In einem zweiten Teil dieser Reihe zu Lacan und der Kunst soll der Versuch unter­nommen werden, ein Kunst­werk exem­pla­risch in dieser Hinsicht zu analy­sieren. Ich denke, dass man sogar noch weiter­gehen könnte: Durch das Zusam­men­fallen von Produkten zweier Subjekte (den Künstler*innen und den Rezipient*innen) kann Kunst auch eine Hilfe sein, aus der imaginär-narziss­ti­schen Bezie­hung zu sich selbst in den Bereich zu kommen, den Lacan das Symbo­li­sche nennt. Gemein­sam­keiten, die Verbin­dungen zwischen Künstler*innen und Rezipient*innen, aber auch unter den Rezipient*innen schaffen könnten wären so zu analy­sieren. Das Expe­ri­ment geht also weiter, das nächste Mal dann also mit einem Kunst­werk auf dem Couchtisch!

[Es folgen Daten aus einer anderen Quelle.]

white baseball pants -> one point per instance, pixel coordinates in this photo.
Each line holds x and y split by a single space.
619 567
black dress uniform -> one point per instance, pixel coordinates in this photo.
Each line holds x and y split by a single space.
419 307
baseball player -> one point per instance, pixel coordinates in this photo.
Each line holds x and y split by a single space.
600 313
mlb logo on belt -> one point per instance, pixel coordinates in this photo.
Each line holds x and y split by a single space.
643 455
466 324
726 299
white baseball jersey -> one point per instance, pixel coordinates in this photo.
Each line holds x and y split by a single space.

Zum Schluss: Wer sich für die Theo­rien Lacans inter­es­siert, dem seien folgende Einfüh­rungs­werke empfohlen:

Gerda Pagel, Jacques Lacan zur Einfüh­rung, 7. ergänzte Auflage, Hamburg 2019.

Peter Widmer, Subver­sion des Begeh­rens. Eine Einfüh­rung in Jacques Lacans Werk, Berlin 1997.

Lorenzo Chiesa, Subjec­ti­vity and Other­ness. A philo­so­phical reading of Lacan, Massa­chus­sets 2007.

Zur Bildd­theorie Lacans:

Claudia Blümle und Anne von der Heiden (Hrsg.), Blick­zäh­mung und Augen­täu­schung. Zu Jacques Lacans Bild­theorie, Zürich 2009.